"Birlikte çalışmamız gerek" dersiniz.
"Hayır" deyip, düzeltir: "Benimle çalışman gerek!"
Tabii hepsi bu kadar açık sözlü olmaz.
Yine de hemen anlaşılırlar.
Arkadaş olursunuz fakat her an sizin dostluğunuz ve
dürüstlüğünüzden şüpheleniyormuş gibidir.
O yüzden sık sık dünyaya bakışınızın ve pek çok tercihinizin ortak
olduğunu belirtmek zorunda kalırsınız.
O yine de dudak büker: "Aynı yere bakıyoruz ama farklı
pencerelerden. Bu bazen problem yaratıyor."
Ya özel ilişki?
Eyvah!
Birlikte yürürsünüz geleceğe doğru.
Fakat o sürekli "uygun adım" yürümediğinizden şikâyet
edecektir.
***
Tanıdınız değil mi?
Ve nasıl da çoklar!
Hatta belki siz de onlardan birisiniz.
Etrafını, özellikle de yakın çevresini sürekli kontrol altında
tutma hastalığı, yani yaygın tabirle "kontrol deliliği" aslında
mükemmeliyetçi/ otoriter kişiliğin bir veçhesidir.
Çok yorucudur.
Hem kendisini, hem de etrafındakileri yorar.

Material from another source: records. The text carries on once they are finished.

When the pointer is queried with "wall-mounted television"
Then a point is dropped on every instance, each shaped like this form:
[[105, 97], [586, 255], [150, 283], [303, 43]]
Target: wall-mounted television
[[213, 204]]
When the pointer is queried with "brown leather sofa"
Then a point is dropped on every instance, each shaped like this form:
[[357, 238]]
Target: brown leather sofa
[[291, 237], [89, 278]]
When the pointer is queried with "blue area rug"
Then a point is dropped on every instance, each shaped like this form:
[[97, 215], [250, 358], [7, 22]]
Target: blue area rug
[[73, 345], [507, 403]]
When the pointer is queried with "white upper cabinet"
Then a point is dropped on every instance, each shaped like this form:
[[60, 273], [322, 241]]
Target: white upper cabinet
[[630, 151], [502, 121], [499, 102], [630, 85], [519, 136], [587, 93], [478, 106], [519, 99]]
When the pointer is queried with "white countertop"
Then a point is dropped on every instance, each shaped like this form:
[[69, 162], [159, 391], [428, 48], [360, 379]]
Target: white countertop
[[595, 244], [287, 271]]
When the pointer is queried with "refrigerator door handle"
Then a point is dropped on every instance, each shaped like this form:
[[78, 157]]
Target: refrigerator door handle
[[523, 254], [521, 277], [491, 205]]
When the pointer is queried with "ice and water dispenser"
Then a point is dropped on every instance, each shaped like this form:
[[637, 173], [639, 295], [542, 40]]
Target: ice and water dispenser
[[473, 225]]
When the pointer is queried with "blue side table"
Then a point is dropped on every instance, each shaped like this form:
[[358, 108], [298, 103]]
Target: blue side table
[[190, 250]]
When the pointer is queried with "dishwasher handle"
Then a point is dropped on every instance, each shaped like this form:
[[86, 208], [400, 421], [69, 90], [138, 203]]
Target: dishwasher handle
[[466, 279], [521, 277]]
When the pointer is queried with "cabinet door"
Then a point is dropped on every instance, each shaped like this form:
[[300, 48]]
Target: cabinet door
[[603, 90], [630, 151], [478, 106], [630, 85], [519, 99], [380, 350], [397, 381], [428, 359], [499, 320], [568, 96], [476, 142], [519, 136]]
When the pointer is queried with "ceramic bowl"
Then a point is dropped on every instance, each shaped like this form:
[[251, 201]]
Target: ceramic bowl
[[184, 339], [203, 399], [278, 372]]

Bir yandan da çevresindekilere verdiği güvenlik duygusuyla ciddi
bir bağlılık oluşturur.
Sonra ayıkla pirincin taşını!
Çevredekiler büyümez, "ham" kalır, kontrol delilerinin payına da
hayal kırıklıkları düşer.
Neden mi?
Aslında nedeni çok açıktır.
Mükemmel bütünlük şu yeryüzünde yalandır; tam kontrol imkânsızdır;
hayat hep eksiktir, eksiklidir, ancak ölünce tamamlanır.
Dolayısıyla kontrol delisi tipler için hayal kırıklığı, dahası
derin güceniklik duygusu mukadderdir.